Amesbury High School is a coeducational public high school in the city of Amesbury, Massachusetts, serving as the primary high school for students from Amesbury and, South Hampton, New Hampshire, along with also drawing some students from other parts of the lower Merrimack Valley region.

It is in the Amesbury Public Schools district, and serves grades 9 through 12. The school mascot was the Indians, the colors are red and white. The yearbook is called the Powwow. There are around 620 students, and almost 60 members of faculty and other staff.

==History==
Amesbury High School was originally housed in what is now called the Ordway building on School Street. A wooden school building built in 1882 served as its first permanent home. The growing school was allowed to expand in a new brick building built in 1917 and was designed by the Boston architecture firm Prescott & Sidebottom. That building served as a high school until a fire destroyed it on April 7, 1964. At the time, plans were underway to build a replacement for the school, which had exceeded its 500-student capacity by 100. After a lengthy discussion, a new school was to be built on Highland Street, designed by Walter Scott Brodie of Kilham, Hopkins, Greeley & Brodie of Boston. This school would have a capacity of 900 students. On September 28, 1969, the new school was dedicated. From 1964 until the 1969 opening of the new building, classes were held in nearby Haverhill, in that city's former high school building (Haverhill High School itself having recently moved to a newly-constructed building).

==Athletics==
Amesbury High School competes in the Cape Ann League. Their teams wear red and white and their athletic director is Glen Gearin.
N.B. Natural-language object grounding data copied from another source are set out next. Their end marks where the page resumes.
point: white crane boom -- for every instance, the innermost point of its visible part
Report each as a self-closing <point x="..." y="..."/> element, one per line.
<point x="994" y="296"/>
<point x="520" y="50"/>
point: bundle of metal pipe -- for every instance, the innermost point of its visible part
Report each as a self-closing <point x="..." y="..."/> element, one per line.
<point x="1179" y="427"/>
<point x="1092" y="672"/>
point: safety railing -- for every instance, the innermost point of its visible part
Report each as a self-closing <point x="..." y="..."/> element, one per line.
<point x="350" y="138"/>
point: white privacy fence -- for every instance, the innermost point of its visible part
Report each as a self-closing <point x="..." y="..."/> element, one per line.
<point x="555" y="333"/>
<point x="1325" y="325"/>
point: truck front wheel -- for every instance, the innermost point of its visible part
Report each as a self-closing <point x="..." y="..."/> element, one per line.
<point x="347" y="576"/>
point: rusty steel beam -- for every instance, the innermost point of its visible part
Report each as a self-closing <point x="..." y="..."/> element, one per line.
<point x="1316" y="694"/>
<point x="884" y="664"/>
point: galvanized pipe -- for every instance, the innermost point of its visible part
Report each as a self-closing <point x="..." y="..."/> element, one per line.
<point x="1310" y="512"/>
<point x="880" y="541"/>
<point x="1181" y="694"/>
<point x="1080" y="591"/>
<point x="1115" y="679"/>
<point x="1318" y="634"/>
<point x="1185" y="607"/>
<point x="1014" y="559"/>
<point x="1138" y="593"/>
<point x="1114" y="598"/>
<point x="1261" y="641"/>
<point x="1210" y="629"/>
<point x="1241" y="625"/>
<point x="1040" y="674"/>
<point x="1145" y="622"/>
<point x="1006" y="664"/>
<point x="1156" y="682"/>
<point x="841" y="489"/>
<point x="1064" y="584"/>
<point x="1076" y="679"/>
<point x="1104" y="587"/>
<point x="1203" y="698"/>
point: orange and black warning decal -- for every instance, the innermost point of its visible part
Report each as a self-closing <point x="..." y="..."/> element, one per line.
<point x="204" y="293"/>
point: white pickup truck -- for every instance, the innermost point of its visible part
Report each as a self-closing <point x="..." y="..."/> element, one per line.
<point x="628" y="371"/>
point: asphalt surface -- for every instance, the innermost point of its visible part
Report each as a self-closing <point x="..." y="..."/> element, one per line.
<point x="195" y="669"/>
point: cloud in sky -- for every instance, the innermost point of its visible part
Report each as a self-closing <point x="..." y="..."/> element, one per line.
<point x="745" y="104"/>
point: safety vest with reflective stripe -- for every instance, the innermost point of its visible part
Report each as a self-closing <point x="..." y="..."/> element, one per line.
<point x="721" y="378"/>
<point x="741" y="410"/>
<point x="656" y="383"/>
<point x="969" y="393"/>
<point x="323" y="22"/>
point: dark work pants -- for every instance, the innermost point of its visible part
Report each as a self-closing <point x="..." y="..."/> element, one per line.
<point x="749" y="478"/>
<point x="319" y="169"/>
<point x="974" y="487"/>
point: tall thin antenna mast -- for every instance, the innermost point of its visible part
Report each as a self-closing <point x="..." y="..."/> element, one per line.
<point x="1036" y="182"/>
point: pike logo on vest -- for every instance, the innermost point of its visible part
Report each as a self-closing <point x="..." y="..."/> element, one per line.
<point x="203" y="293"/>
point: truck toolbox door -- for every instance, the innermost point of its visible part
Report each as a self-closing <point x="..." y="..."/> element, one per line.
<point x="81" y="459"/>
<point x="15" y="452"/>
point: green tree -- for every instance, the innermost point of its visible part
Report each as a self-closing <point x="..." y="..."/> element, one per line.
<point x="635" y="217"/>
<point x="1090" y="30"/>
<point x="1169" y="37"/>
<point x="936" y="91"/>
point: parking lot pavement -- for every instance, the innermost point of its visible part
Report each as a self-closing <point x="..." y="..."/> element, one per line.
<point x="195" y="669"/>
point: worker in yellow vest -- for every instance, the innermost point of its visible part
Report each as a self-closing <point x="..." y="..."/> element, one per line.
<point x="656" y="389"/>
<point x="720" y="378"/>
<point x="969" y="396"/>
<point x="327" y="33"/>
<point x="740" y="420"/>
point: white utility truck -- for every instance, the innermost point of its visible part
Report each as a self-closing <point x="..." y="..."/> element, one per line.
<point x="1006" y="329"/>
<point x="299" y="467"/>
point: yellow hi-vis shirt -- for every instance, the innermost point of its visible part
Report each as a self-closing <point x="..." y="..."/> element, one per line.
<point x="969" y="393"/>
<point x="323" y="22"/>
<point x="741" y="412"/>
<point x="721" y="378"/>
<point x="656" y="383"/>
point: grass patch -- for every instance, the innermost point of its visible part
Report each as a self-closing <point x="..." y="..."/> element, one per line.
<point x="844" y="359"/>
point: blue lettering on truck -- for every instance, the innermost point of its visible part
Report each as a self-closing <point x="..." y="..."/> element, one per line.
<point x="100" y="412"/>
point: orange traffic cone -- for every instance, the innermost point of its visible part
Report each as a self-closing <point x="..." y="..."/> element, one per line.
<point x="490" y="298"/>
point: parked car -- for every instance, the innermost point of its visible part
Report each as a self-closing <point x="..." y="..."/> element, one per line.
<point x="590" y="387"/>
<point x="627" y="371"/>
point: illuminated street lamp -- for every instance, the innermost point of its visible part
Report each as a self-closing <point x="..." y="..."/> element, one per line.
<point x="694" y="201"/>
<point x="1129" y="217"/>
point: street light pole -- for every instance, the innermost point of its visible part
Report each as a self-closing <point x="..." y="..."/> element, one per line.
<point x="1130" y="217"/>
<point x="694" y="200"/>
The annual Thanksgiving game between Amesbury High School and Newburyport High School is one of the oldest high school football rivalries in the country, dating back to 1891.

==Graduates==
Major General Frank D Merrill, famous for commanding the 5307th Composite Unit (Provisional), better known as "Merrill's Marauders," in the China-Burma-India Theater of WWII was a graduate of Amesbury High School.

Author and historian Osmond Richard Cummings graduated in 1940.

Paramount executive and film producer Jon Gould graduated from Amesbury High School in 1971.

The USA Network show Burn Notice stars Jeffrey Donovan, a graduate of Amesbury High School. In 2009, Donovan visited Amesbury High and started a scholarship of $10,000 for an aspiring art student who plans to major in a fine arts career program in college. The scholarship will be given out to one student every year until 2018.